BeardedPrincess
commented
2 months ago Thanks for putting this in @jphung1 . I'm assuming that the URL needing to be used does not have /vedsdk at all, and vCert is being too helpful by constantly trying to add it back in, is that correct?
I have done some work with vCert hitting API gateways previously, and was always able to modify the collection that was being used to include /vedsdk to deal with this. Is that not possible in this case?
Changing the code to accommodate this would be possible, but probably only by implementing a flag (something like --useLiteralURL so that we don't cause breakage with current users who are not providing that.
On a personal note, I think this was a bad design decision to assume that the API would always be on ..../vedsdk : it's possible and sometimes necessary to host the API endpoint on some other URL in TPP itself - even without an API gateway. But, now, protecting backwards compatibility is more important.
jphung1
BUSINESS PROBLEM
We are trying to use vcert to automate certificates for an Azure hosted application.

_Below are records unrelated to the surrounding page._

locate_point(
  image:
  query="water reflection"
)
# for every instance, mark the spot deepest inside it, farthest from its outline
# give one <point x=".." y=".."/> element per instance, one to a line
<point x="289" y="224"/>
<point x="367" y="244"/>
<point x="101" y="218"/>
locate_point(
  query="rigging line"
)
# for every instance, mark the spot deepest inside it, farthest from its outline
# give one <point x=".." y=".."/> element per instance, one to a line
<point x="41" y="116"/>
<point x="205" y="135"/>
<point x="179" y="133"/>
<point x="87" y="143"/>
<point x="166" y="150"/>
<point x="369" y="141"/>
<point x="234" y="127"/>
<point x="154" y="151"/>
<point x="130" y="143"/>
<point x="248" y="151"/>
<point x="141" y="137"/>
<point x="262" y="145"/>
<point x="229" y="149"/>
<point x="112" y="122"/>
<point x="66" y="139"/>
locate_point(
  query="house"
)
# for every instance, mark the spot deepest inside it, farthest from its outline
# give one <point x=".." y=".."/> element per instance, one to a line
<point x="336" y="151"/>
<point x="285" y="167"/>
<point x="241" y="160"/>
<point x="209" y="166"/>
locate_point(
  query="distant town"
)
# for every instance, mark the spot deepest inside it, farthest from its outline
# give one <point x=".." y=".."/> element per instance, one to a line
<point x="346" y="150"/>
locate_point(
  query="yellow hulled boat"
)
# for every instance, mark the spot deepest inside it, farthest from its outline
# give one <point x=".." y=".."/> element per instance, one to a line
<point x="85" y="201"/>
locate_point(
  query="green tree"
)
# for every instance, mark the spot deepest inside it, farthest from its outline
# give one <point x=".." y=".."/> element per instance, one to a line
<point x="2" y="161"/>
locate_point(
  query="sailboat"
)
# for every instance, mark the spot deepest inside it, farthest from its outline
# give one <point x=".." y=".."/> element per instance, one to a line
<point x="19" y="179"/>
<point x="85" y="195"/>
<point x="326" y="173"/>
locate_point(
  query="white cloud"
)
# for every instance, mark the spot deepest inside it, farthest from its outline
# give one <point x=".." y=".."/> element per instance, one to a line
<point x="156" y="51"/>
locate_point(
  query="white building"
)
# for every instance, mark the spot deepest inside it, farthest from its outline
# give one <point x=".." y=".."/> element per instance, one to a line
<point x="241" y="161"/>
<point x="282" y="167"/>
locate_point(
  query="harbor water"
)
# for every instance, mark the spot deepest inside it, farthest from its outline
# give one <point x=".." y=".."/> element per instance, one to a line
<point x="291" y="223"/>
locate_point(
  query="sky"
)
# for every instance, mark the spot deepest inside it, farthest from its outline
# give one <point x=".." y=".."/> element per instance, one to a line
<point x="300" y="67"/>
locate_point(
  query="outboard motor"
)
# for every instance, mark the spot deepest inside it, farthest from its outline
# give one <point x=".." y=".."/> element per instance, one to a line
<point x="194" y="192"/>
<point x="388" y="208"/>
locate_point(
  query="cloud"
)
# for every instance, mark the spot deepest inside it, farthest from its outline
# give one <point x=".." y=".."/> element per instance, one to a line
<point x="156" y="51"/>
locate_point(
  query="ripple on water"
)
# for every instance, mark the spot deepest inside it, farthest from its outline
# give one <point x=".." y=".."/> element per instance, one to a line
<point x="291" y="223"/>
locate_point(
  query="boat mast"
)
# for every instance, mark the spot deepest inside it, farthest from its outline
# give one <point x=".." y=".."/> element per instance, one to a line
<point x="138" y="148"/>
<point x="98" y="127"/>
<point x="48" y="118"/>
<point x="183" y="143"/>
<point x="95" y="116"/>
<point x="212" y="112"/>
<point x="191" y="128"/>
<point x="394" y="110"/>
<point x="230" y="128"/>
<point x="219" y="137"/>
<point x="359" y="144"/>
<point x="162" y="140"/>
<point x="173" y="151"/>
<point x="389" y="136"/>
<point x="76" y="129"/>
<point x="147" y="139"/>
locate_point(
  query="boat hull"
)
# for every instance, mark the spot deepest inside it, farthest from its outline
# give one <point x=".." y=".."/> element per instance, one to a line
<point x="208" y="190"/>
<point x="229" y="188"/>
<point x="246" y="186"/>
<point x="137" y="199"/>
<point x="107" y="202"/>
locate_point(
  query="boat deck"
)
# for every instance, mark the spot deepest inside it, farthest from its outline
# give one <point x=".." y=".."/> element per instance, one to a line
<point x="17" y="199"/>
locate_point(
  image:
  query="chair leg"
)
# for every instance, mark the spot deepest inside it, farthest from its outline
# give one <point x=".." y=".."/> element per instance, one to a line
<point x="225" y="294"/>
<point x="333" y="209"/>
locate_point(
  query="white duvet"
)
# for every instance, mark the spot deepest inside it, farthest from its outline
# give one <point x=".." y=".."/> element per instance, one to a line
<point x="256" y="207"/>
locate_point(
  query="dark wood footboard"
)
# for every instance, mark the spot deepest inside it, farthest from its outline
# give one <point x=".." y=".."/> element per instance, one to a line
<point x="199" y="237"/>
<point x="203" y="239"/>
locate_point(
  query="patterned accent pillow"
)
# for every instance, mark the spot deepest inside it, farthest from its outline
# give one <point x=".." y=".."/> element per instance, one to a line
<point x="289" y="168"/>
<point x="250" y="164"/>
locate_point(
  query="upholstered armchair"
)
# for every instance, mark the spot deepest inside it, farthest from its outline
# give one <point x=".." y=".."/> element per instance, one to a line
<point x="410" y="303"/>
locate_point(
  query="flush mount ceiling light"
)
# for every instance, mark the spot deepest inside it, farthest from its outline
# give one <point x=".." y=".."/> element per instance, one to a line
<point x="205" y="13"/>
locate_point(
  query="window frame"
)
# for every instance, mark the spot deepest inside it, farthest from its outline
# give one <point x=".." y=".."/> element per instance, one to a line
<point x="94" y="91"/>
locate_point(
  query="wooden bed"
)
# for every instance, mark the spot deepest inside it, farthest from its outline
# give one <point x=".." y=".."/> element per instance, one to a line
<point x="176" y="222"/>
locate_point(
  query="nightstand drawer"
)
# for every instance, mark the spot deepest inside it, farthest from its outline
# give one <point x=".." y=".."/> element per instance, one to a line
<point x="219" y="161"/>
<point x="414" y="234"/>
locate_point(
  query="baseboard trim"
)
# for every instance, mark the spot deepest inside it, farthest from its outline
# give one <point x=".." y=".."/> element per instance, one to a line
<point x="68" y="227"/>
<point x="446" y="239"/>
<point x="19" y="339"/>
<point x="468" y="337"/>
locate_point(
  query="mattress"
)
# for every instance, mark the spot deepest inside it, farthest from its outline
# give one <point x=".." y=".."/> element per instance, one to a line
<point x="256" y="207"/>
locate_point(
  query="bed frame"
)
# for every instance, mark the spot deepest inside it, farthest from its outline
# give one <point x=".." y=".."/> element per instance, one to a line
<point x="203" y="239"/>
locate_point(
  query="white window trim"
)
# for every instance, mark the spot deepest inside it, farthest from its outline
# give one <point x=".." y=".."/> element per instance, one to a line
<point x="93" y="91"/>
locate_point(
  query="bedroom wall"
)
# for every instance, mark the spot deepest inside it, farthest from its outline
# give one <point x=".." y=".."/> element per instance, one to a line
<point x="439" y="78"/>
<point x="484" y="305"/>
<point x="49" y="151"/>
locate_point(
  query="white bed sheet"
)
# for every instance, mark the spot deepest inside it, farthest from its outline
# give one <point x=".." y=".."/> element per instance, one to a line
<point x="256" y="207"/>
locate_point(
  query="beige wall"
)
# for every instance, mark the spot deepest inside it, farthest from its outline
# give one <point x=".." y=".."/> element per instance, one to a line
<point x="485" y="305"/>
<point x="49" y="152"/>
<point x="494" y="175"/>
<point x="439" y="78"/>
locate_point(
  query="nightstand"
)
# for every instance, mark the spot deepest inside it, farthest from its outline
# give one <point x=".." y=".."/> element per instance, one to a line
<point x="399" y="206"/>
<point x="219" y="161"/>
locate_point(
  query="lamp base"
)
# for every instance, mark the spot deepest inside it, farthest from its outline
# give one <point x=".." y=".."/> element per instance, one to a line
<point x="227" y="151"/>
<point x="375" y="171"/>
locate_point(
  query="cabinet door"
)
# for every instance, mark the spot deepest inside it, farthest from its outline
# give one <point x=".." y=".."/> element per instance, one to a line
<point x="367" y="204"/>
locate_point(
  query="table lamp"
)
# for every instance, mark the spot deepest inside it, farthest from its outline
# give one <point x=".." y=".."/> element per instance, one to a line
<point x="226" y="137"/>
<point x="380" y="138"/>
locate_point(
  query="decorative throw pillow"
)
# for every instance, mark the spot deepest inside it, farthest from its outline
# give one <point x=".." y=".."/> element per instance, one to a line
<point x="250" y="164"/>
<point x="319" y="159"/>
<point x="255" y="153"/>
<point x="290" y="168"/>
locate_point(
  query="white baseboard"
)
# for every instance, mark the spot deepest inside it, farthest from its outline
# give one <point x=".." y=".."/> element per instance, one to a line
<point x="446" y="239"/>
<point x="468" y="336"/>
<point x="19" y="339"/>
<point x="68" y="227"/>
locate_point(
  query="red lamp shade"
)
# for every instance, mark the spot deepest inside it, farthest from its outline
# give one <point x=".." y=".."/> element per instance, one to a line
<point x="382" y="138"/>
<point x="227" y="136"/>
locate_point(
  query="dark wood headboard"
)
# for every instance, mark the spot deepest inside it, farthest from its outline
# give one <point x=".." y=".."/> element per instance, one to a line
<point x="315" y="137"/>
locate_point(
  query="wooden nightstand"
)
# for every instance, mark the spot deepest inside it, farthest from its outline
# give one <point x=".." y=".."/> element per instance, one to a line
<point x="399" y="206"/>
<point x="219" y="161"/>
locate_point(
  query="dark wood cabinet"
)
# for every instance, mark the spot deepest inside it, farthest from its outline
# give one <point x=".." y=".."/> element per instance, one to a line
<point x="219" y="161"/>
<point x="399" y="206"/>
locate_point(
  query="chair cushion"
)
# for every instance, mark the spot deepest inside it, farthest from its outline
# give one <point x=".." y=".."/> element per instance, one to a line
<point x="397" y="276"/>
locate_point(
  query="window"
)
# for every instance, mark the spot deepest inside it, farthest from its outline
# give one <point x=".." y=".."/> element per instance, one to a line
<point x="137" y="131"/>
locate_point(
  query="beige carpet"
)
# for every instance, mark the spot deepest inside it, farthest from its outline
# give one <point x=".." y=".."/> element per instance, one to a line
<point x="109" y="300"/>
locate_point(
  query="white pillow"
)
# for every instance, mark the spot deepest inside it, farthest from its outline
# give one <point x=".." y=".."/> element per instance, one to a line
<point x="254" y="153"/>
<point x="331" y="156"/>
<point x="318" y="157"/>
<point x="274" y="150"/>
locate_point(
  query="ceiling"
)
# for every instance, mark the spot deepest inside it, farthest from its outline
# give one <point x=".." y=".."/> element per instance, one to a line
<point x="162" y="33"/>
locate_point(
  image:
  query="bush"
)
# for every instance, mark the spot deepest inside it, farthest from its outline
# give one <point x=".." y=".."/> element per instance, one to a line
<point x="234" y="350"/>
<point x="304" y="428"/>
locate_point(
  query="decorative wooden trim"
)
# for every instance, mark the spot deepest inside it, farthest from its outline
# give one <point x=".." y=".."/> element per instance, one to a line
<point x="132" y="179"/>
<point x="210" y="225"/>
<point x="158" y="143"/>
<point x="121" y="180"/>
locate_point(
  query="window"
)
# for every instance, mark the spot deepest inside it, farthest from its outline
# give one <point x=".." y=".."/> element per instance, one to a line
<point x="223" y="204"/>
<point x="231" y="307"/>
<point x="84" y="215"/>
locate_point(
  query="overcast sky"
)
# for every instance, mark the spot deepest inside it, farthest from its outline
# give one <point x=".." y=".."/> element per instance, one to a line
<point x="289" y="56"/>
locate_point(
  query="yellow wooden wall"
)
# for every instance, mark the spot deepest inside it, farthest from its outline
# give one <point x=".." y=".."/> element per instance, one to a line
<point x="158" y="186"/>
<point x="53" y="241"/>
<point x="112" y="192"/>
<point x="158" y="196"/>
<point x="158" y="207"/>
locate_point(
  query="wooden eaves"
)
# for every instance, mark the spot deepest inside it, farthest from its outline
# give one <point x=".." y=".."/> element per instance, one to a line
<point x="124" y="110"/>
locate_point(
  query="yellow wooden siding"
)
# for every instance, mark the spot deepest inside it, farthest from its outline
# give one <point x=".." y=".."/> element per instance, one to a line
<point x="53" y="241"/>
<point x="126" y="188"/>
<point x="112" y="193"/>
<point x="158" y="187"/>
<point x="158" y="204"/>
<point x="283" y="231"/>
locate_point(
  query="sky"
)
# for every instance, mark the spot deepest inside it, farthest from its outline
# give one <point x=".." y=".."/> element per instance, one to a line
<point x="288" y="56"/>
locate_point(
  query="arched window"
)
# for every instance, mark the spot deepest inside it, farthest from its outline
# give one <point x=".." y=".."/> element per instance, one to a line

The API endpoint calls are proxied through an API gateway that is based on Kong API gateway.
Vcert is normalizing the API endpoint URL causing some issues where the endpoints are in an expected format. (vcert expects a URL in the format of https://tpp.company.com/vedsdk but the actual URL is different due to the API gateway)
PROPOSED SOLUTION
Modify the function in vcert to allow for a wider range of valid API urls
CURRENT ALTERNATIVES
A thought was to fork and alter the code to allow for the actual URL, however this is not a solution that we would move forward with because of questions of vcert supportability.